Shingoの数学ノート

前回と今回で、BERTの理論と実装について紹介したいと思います。

今回は、BERTの実装について説明していきます。

BERTの理論を知りたい方は前回のブログを参照してください。

実際のコードはgithubに上げてありますので、そちらも参考にしてください。

実行環境の準備

ローカルにNVIDIAのGPUを載せている人は多くはないと思うので、実行環境はgoogle colaboratoryを想定しています。

その場合ランタイムはGPUにしてください。

また、trainingには以前紹介したyahoo locoのレビューデータを使用します。まだ取得していない方はこちらの記事を参考に取得してください

この記事では、東京のレビューデータ「review_df_yahoo_tokyo.csv」を使用しています。

以下のようにファイルをアップロードしてください。

モジュールのインポート

以下をインポートします。

python

import numpy as np


import pandas as pd
from tqdm.notebook
import tqdm
import torch
from sklearn.model_selection
import train_test_split
import torch.optim as optim
import torch.nn as nn
import torch.nn.functional as F

haggingfaceのtransformersモジュールを使用します

python

# transformersをインストール !pip install transformers !pip install mecab-python3==0.996.2 fugashi ipadic
from transformers
import BertJapaneseTokenizer, BertModel

準備で上げたデータセットを加工して使用します。

今回はlabelをRating > 3ならpositive、Rating < 3ならnegativeとしています。Rating==3は使用しません。

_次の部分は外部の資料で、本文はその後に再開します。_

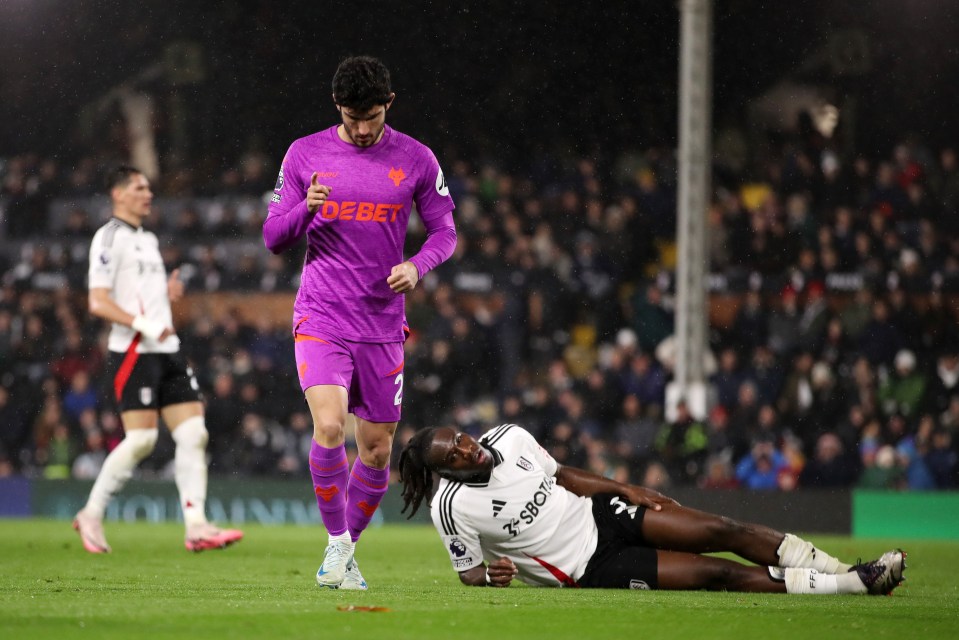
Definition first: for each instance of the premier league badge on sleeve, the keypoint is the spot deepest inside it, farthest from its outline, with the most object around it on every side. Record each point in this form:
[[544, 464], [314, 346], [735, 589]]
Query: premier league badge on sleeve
[[441, 187], [457, 548]]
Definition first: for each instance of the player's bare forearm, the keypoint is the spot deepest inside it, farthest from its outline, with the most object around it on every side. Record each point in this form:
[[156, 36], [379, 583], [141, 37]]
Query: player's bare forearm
[[585, 483], [403, 277], [499, 573]]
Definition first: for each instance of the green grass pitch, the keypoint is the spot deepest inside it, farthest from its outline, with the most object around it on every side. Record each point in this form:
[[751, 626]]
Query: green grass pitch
[[150, 586]]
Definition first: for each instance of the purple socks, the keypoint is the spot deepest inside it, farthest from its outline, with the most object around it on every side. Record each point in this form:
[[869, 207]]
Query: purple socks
[[367, 487], [330, 471]]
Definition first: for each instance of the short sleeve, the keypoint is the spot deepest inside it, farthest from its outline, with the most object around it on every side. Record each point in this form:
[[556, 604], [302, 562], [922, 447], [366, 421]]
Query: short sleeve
[[432, 195], [104, 260], [289, 190], [461, 542]]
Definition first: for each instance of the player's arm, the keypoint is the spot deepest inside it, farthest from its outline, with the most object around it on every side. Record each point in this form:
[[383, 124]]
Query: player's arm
[[585, 483], [438, 247], [293, 205], [103, 306], [498, 573]]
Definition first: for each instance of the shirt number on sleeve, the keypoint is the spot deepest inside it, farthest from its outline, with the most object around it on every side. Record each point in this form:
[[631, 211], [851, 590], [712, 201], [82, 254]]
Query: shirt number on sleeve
[[398, 398]]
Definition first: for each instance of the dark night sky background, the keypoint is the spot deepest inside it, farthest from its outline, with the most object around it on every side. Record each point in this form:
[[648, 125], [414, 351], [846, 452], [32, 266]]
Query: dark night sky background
[[495, 77]]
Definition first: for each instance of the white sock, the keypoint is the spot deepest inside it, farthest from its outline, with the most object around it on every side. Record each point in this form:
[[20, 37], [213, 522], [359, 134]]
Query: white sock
[[794, 552], [190, 470], [812, 582], [118, 468]]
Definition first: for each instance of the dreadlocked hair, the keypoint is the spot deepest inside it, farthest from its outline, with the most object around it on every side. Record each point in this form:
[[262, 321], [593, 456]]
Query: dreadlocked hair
[[415, 474]]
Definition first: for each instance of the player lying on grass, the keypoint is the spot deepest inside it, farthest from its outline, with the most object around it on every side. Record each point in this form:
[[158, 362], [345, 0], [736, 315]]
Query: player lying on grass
[[505, 508]]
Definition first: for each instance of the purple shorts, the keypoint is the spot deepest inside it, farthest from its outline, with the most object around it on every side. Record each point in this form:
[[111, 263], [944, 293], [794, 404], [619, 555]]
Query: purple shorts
[[371, 373]]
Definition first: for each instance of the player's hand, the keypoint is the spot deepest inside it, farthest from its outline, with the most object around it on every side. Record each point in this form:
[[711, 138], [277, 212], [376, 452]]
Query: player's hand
[[403, 277], [174, 286], [649, 498], [500, 572], [316, 195]]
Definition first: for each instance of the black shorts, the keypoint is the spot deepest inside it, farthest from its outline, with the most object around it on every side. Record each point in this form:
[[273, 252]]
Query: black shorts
[[622, 559], [151, 380]]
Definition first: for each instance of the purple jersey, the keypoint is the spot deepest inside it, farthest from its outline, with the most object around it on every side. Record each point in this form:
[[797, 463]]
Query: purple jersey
[[357, 236]]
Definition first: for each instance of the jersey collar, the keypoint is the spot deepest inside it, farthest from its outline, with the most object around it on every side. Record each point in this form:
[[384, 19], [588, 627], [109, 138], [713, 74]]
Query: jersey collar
[[122, 221]]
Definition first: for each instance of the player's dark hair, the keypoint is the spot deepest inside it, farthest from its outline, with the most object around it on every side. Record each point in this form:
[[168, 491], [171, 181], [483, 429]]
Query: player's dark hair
[[120, 175], [361, 83], [415, 473]]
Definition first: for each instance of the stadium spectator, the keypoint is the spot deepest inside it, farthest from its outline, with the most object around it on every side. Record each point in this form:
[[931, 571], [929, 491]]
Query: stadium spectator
[[830, 466], [578, 529], [351, 291], [761, 467]]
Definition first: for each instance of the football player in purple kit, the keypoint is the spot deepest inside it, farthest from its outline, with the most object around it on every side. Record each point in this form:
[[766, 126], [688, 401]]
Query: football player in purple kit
[[350, 190]]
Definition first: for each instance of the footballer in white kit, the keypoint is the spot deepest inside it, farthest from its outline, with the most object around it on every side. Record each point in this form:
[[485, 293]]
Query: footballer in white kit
[[506, 509], [128, 287], [519, 513]]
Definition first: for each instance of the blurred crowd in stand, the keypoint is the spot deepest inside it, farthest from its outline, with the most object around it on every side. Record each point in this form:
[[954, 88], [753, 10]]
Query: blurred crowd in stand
[[834, 342]]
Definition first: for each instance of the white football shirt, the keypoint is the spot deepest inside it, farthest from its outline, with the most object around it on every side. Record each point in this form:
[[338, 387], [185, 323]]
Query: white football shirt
[[521, 513], [126, 260]]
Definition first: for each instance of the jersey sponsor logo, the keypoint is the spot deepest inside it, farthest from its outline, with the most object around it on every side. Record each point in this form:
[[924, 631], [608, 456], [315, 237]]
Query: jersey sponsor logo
[[397, 175], [532, 508], [457, 548], [360, 211], [441, 187]]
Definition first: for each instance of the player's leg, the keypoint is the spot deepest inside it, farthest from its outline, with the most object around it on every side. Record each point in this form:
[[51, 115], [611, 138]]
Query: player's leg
[[370, 475], [325, 369], [683, 529], [188, 430], [376, 396], [677, 570], [135, 379], [626, 558]]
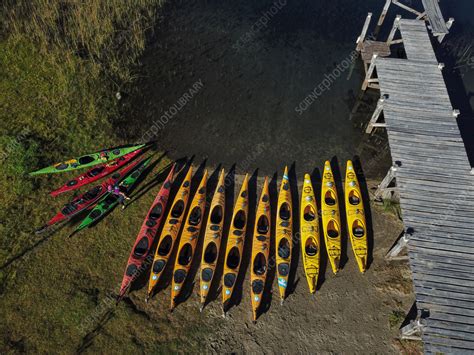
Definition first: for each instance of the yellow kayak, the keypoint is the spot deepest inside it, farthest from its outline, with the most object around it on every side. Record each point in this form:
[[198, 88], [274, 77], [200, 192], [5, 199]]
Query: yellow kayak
[[355, 217], [331, 218], [260, 249], [284, 235], [310, 243], [188, 240], [212, 239], [170, 232], [235, 244]]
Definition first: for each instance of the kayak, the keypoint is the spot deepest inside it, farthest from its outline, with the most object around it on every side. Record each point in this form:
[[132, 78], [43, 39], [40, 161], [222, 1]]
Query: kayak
[[330, 217], [310, 243], [284, 235], [212, 239], [109, 201], [170, 232], [188, 241], [95, 173], [260, 250], [235, 244], [87, 199], [87, 160], [139, 257], [356, 217]]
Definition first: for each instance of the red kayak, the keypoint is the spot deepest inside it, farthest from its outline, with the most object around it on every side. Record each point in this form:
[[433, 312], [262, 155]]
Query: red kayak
[[146, 236], [87, 199], [96, 173]]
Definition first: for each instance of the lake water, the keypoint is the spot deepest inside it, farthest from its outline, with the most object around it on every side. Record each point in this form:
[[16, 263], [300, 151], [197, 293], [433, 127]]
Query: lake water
[[276, 85]]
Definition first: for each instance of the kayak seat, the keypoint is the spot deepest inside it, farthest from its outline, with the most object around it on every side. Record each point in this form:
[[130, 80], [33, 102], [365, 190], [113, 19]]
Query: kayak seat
[[95, 214], [142, 247], [263, 225], [157, 211], [309, 213], [229, 279], [178, 209], [358, 232], [210, 254], [233, 258], [71, 183], [195, 216], [165, 246], [150, 223], [206, 274], [311, 249], [92, 193], [61, 166], [239, 220], [217, 214], [179, 276], [131, 270], [257, 286], [86, 159], [158, 266], [259, 264], [284, 248], [96, 171], [285, 213], [185, 255], [354, 200], [283, 269]]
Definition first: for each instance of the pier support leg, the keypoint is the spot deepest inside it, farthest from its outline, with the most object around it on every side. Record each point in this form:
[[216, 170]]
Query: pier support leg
[[360, 40], [373, 121], [370, 71], [383, 191], [382, 17], [414, 329], [394, 252]]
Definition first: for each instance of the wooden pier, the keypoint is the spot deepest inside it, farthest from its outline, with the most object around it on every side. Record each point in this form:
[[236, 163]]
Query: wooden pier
[[435, 186]]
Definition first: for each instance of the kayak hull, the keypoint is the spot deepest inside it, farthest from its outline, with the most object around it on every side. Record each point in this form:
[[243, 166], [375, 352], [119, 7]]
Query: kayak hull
[[330, 217], [188, 241], [284, 235], [87, 160], [96, 173], [139, 256], [355, 215], [212, 239], [235, 244], [260, 250], [310, 239]]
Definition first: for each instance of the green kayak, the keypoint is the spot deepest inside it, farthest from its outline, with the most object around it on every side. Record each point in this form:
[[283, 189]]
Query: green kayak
[[109, 201], [88, 160]]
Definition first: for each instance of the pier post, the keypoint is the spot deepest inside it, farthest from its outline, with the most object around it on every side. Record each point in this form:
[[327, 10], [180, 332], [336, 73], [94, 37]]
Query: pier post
[[394, 29], [382, 17], [361, 38], [373, 121], [383, 190], [369, 72]]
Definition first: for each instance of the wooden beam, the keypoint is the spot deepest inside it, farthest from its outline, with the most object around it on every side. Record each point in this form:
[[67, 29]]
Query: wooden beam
[[369, 72], [375, 116], [405, 7], [361, 38], [383, 14], [396, 23]]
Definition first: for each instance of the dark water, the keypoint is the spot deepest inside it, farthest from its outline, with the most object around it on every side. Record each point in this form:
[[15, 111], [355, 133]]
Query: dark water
[[258, 61]]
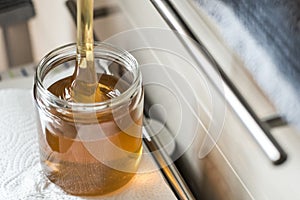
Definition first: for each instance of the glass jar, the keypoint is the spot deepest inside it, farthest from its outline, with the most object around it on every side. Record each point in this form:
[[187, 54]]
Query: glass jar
[[90, 148]]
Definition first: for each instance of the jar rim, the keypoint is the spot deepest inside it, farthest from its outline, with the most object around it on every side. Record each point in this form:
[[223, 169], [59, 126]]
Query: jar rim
[[57, 102]]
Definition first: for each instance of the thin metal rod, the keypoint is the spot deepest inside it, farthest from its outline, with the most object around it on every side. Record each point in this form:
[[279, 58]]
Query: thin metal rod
[[167, 167], [258, 130]]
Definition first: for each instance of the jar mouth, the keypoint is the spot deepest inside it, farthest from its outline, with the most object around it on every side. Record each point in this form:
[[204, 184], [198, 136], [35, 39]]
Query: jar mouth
[[61, 54]]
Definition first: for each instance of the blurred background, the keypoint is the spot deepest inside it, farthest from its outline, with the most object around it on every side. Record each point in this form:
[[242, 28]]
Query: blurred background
[[49, 26]]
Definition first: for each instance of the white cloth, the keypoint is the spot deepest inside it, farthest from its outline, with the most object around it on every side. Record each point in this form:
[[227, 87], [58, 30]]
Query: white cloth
[[20, 172]]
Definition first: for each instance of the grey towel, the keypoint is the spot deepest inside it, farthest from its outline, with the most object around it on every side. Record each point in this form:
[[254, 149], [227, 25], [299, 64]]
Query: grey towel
[[266, 35]]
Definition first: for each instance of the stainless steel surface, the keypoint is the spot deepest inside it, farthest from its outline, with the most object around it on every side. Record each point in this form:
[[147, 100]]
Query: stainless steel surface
[[260, 132], [235, 168], [163, 160]]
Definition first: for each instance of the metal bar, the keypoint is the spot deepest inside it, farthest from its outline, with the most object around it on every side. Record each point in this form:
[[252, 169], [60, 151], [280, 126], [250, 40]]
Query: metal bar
[[258, 130], [167, 167]]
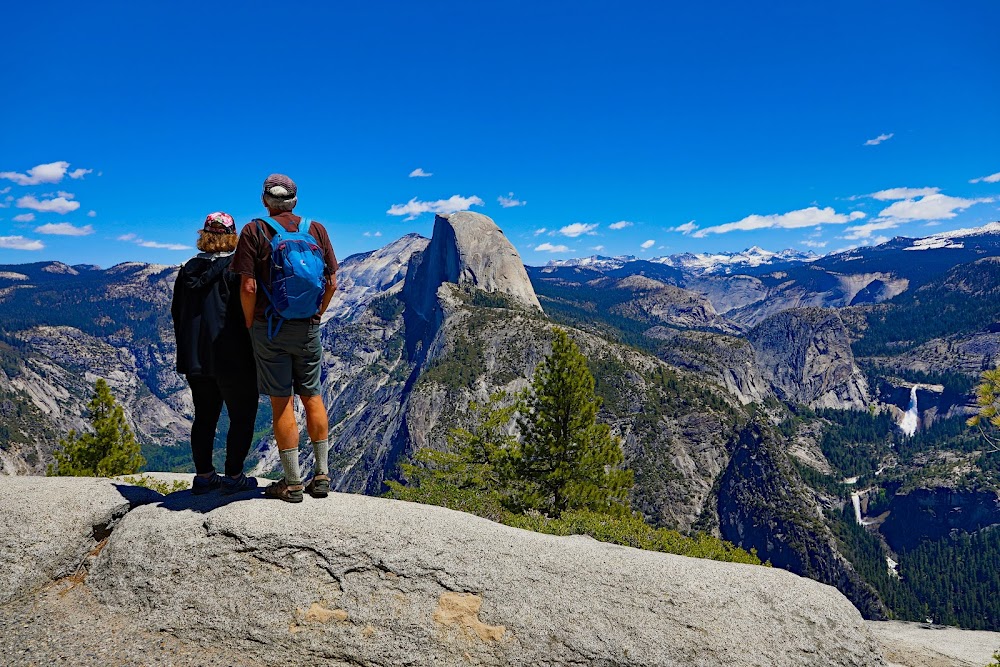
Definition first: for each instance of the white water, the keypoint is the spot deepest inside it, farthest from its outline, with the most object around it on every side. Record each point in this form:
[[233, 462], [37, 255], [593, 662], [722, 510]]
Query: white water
[[856, 501], [912, 416]]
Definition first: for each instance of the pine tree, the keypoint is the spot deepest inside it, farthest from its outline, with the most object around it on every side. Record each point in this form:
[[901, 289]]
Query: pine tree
[[109, 451], [568, 460]]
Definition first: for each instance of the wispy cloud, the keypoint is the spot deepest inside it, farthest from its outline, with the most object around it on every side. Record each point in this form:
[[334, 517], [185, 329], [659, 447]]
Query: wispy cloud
[[685, 229], [415, 207], [20, 243], [931, 207], [577, 229], [60, 205], [903, 193], [548, 247], [879, 139], [64, 229], [52, 172], [806, 217], [133, 238], [510, 201], [866, 230], [992, 178]]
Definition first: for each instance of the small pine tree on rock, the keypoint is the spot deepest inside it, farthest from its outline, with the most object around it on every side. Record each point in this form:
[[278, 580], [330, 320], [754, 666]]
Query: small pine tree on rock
[[110, 450], [568, 460]]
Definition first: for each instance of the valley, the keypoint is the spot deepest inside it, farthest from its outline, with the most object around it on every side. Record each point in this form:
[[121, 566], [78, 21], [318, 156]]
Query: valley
[[746, 389]]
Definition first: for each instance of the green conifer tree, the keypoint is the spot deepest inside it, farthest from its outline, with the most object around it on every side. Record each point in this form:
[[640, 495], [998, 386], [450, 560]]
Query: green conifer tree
[[109, 451], [568, 460]]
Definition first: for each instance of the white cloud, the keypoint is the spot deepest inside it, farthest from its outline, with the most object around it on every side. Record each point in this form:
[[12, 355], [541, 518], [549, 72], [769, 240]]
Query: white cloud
[[57, 205], [903, 193], [64, 229], [133, 238], [992, 178], [865, 231], [415, 207], [510, 201], [806, 217], [879, 139], [548, 247], [20, 243], [52, 172], [686, 228], [577, 229], [931, 207]]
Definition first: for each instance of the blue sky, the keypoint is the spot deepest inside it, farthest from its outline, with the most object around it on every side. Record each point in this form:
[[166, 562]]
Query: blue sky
[[711, 127]]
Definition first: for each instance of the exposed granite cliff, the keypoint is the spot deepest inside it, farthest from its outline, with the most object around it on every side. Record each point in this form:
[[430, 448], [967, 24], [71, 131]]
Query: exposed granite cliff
[[360, 581], [805, 354]]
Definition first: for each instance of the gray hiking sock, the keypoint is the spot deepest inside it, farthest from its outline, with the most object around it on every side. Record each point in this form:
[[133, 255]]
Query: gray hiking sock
[[321, 448], [290, 462]]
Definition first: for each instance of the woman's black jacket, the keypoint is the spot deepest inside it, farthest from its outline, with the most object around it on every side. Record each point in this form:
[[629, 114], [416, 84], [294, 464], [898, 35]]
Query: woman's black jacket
[[212, 338]]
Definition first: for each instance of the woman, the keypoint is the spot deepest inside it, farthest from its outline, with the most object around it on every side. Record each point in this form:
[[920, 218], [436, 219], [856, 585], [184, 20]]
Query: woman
[[215, 354]]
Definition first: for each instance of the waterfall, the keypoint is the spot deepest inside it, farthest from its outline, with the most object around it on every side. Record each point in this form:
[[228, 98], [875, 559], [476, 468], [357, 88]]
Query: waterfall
[[912, 416]]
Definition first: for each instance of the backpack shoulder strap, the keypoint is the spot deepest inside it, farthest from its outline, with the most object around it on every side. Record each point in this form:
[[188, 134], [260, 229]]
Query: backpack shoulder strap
[[277, 229]]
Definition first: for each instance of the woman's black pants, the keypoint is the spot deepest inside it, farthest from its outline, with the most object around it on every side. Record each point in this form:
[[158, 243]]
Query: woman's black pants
[[240, 398]]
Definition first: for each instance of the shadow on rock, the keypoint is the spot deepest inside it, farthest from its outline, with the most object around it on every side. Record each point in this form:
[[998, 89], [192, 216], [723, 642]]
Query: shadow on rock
[[185, 500]]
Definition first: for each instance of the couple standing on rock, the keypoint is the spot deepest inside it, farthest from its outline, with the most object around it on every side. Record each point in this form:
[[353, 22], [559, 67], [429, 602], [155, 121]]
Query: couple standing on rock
[[246, 316]]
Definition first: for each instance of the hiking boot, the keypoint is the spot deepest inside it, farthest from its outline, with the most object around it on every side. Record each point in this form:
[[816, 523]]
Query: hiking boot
[[238, 485], [203, 485], [318, 486], [282, 490]]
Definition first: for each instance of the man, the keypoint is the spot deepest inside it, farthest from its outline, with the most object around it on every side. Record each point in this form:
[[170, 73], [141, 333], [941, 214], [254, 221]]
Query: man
[[289, 362]]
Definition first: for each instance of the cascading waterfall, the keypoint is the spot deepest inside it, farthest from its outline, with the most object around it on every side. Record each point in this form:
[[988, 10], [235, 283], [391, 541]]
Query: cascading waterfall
[[912, 417]]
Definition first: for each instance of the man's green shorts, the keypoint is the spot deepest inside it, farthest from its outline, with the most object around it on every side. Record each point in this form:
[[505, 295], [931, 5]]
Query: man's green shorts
[[290, 363]]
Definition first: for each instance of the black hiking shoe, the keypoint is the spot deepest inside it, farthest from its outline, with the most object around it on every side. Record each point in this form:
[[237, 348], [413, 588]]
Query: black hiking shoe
[[202, 485], [238, 485]]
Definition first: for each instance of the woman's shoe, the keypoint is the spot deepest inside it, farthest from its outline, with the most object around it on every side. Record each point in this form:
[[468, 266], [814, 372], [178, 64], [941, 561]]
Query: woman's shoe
[[318, 486], [238, 485]]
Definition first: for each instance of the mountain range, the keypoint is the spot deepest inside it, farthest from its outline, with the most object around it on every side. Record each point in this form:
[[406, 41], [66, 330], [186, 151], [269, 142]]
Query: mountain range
[[754, 392]]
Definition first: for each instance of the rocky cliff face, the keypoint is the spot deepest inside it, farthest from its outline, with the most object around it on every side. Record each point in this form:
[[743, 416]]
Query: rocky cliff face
[[805, 355], [764, 505], [467, 249], [351, 580]]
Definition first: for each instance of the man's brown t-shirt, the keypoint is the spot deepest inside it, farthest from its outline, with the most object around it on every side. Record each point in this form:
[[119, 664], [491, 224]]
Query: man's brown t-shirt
[[253, 254]]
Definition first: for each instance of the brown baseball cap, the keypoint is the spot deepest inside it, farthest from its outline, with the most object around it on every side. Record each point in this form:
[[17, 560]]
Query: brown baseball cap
[[279, 186]]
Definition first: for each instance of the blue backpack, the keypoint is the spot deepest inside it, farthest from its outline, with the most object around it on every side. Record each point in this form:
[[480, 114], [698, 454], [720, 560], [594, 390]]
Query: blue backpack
[[298, 276]]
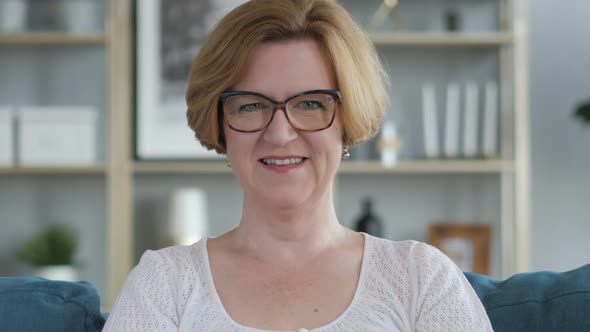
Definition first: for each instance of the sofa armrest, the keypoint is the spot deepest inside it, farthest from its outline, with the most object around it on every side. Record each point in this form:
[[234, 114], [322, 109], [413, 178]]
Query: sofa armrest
[[36, 304], [537, 301]]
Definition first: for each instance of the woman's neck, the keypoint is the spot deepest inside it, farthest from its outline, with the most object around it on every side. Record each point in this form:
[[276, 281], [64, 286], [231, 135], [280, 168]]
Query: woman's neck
[[288, 235]]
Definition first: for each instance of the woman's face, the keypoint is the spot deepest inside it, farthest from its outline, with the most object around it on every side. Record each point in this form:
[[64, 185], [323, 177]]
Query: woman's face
[[280, 70]]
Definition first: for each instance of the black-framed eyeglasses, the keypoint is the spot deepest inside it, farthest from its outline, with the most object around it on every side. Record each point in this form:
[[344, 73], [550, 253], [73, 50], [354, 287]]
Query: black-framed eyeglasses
[[248, 112]]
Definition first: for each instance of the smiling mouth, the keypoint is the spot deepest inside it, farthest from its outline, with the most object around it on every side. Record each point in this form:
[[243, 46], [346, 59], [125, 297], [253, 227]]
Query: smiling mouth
[[283, 162]]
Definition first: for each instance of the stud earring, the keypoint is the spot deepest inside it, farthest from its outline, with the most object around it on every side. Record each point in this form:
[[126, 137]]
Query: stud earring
[[345, 153]]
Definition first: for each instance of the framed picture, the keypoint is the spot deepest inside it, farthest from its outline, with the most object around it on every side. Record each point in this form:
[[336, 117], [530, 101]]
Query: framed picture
[[467, 245], [168, 36]]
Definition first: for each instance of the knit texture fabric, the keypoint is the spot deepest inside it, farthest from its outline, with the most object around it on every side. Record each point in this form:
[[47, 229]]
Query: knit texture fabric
[[403, 286]]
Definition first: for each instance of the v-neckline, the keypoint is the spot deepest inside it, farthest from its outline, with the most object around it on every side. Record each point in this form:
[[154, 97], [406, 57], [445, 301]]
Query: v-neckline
[[219, 305]]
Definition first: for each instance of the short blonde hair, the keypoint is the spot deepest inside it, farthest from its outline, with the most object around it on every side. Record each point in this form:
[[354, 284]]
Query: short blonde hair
[[224, 55]]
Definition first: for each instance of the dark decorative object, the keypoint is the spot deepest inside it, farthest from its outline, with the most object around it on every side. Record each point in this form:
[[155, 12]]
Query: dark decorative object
[[452, 21], [368, 222], [583, 112]]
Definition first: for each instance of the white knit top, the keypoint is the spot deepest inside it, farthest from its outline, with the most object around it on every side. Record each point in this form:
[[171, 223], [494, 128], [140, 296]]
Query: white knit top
[[403, 286]]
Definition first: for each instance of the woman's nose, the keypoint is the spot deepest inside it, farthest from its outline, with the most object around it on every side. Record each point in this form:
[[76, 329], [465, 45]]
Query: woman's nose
[[279, 130]]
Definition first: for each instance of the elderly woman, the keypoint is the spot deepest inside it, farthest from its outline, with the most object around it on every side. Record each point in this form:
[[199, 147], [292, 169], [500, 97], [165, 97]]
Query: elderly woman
[[282, 88]]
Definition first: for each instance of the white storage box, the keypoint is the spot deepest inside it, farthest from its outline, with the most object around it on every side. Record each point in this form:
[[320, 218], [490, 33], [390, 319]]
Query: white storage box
[[6, 137], [57, 136]]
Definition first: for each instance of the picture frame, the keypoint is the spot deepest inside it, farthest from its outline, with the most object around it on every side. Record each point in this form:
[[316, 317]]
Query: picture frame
[[168, 37], [468, 245]]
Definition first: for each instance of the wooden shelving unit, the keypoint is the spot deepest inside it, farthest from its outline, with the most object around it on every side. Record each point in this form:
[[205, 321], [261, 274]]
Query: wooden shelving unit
[[346, 167], [428, 167], [53, 170], [427, 39], [51, 39]]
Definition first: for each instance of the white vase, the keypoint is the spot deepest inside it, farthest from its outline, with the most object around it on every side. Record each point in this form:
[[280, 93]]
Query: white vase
[[13, 15], [58, 272]]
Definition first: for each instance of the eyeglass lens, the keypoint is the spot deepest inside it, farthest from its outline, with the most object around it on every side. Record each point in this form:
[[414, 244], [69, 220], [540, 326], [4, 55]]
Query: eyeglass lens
[[248, 112]]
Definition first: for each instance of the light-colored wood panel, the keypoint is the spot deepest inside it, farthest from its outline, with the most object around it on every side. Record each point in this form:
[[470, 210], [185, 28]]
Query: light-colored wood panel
[[119, 246], [51, 39], [53, 170], [182, 167], [441, 39]]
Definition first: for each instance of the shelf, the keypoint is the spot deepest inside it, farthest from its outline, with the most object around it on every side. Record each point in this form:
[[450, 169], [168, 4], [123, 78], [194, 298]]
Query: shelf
[[51, 39], [441, 39], [181, 167], [347, 167], [53, 170], [428, 167]]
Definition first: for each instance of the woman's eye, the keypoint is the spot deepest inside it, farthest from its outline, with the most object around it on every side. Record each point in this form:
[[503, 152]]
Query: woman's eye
[[310, 105], [251, 107]]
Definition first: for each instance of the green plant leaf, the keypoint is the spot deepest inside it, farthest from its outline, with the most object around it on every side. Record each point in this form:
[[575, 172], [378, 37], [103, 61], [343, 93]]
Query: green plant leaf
[[55, 245]]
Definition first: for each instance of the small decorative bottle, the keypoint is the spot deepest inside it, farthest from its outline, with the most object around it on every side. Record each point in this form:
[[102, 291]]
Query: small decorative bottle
[[368, 222]]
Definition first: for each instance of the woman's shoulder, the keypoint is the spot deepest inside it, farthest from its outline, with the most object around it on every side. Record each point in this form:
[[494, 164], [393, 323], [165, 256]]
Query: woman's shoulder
[[404, 261], [184, 263], [406, 250]]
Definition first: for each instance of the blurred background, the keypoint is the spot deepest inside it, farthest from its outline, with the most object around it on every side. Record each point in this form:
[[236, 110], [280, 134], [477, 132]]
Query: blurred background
[[485, 152]]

これを用いて、BERTのポジネガ分析をしてみましょう。

tokenizer

まずは、tokenizerを定義します。学習済みモデルは、 'cl-tohoku/bert-base-japanese'を使用します。

python

# tokenizerの定義とvocabの辞書 model_name = 'cl-tohoku/bert-base-japanese' tokenizer = BertJapaneseTokenizer.from_pretrained(model_name)

実際に分割例を見てみます。

python

# tokenizerの分割例 text = "カーネーションが綺麗だった" tokenizer.tokenize(text)

Input Embedding

次に入力をみていきましょう。

入力に必要なのは、Token Embedding(input_id), Segment Embedding(segment_id), attention_maskです。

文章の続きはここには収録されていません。